Gaykedi, bugün i.ne yaptıktan sonra bu kez de Nihat Genç mi yaptın beni? Ben sana napıyorum bu aralar, neden bana böyle agresifsin? Ne gıcığın var, açık ol! :)Şaka bir yana samimi olmak gerekirse yazımı benzetmen konusunda pek hoşnut olacağım bir insan değildir Nihat abim ama itiraf ediyorum olaya bilimsel olmanın ötesinde duygusal da yaklaşmışım ama bundan rahatsız da değilim. Bazen duygusal olmak da gerekiyor.Oğuzkağan, Puella, Absence, hoş sözleriniz için çok sağolun. Sadece başta kendim için olmak üzere, bu akşam yemeği için birinin yiyeceği öğüne katkımız olabilir mi diye yazayım istedim.
geçen aylarda dünya basınına düşen “açlıktan ölen japon” haberini duymuş muydunuz arkadaşlar?
Açlıktan Ölen Japon
5.kademeye gelen biri artık kendi ihtiyaçları için başkalarını yemeye başlamıştır.

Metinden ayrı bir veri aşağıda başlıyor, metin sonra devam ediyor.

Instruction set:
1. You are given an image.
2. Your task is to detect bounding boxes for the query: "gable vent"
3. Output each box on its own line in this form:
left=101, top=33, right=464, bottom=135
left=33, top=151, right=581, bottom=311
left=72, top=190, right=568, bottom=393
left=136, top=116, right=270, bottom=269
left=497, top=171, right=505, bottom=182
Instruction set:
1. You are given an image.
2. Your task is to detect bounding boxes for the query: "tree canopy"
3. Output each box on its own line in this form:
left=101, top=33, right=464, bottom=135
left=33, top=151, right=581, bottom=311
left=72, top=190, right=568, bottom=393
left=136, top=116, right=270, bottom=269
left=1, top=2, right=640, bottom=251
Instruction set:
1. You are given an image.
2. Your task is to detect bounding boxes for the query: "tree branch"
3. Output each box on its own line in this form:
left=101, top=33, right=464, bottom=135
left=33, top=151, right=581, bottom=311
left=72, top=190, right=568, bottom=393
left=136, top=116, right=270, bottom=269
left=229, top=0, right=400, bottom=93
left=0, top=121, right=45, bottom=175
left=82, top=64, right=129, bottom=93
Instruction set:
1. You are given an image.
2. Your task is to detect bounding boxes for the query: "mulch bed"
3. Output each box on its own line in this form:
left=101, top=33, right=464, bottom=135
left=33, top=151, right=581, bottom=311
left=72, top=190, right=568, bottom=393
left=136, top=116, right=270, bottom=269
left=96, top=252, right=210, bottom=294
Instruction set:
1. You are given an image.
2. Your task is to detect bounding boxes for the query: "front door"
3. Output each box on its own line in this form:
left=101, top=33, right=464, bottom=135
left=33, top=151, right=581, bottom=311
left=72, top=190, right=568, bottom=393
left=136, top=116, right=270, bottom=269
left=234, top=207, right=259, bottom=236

anthro,çok dokundu bana bu yazdıkların, tespitlerin…en nihai anda neler olacak? dünya nereye gidiyor?gibi şeyleri düşenmeme sevk ettiğin için teşekkürler:((manson, ben de umarım ki, son paragraftaki tespitler kimse tarafından polemik konusu edilmez. Zirâ gayet yapıcı, huzur verici emirler, insanlığın devamını sağlamaya yönelik mucizeler bence…
ooo mak, amma abarttın ha!!
neden? hangi konuda?(bu arada yapılan tüm yorumlar koyu çıkıyor:(( )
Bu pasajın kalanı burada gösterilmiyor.